Garland se movió a actuar luego de una protesta por las revelaciones de que el departamento durante la administración Trump había obtenido registros pertenecientes a periodistas de The Washington Post, CNN y The New York Times como parte de las investigaciones sobre quién había revelado secretos del gobierno relacionados con la investigación de Rusia y otros asuntos de seguridad nacional.
Otros cuyos registros se obtuvieron fueron miembros del Congreso y su personal y el ex abogado de la Casa Blanca, Don McGahn.
El anuncio de Garland se produjo después de que el presidente Joe Biden dijera que no permitiría que el Departamento de Justicia confiscara los registros telefónicos y correos electrónicos de los periodistas, calificando la práctica de «incorrecta». Desde entonces, Garland y otros altos funcionarios del Departamento de Justicia se han reunido con representantes de organizaciones de medios de comunicación, y ambas partes acordaron sobre la necesidad de nuevas políticas departamentales. Garland también ha dicho que apoyaría la legislación federal para agregar protecciones adicionales para los periodistas.
La medida fue elogiada de inmediato por los defensores de los medios.
«El fiscal general ha dado un paso necesario y trascendental para proteger la libertad de prensa en un momento crítico», dijo Bruce Brown, director ejecutivo del Comité de Reporteros para la Libertad de Prensa. «Esta nueva política histórica garantizará que los periodistas puedan hacer su trabajo de informar al público sin temor a la intromisión del gobierno federal en sus relaciones con fuentes confidenciales».

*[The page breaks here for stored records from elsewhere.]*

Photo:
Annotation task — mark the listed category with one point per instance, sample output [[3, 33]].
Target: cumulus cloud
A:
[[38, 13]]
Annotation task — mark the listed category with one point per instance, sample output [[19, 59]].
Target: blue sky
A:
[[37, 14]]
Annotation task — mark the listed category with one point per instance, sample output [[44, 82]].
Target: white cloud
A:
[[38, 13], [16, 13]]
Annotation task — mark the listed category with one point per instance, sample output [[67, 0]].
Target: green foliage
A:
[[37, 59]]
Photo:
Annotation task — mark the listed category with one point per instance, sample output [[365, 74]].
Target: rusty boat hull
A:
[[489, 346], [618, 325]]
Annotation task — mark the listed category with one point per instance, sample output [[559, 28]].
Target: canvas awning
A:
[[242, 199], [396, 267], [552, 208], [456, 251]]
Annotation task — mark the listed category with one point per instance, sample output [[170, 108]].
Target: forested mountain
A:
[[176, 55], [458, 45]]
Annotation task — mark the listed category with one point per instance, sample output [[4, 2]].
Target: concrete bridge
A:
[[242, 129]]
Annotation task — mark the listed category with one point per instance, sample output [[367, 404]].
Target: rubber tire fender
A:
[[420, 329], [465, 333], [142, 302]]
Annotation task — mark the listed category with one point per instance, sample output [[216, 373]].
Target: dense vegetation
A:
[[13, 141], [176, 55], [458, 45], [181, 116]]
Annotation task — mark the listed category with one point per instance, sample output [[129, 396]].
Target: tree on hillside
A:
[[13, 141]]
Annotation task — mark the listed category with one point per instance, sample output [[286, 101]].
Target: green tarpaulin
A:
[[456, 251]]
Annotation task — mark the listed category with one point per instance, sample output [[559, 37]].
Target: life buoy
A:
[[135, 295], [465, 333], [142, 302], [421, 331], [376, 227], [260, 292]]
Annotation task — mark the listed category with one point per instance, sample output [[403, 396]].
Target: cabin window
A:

Las investigaciones sobre fugas han desafiado durante mucho tiempo a los funcionarios del departamento, lo que ha resultado en cambios de política en la última década, así como en el rechazo de los grupos de medios contra la invasión del gobierno en su trabajo.
El fiscal general del presidente Barack Obama, Eric Holder, anunció directrices revisadas para las investigaciones de filtraciones después de un alboroto por acciones consideradas agresivamente intrusivas a la libertad de prensa, incluida la incautación secreta de registros telefónicos de reporteros y editores de Associated Press.
Jeff Sessions, el primer fiscal general del presidente Donald Trump, anunció en 2017 una ofensiva contra las filtraciones luego de una serie de revelaciones durante la investigación sobre la interferencia electoral rusa.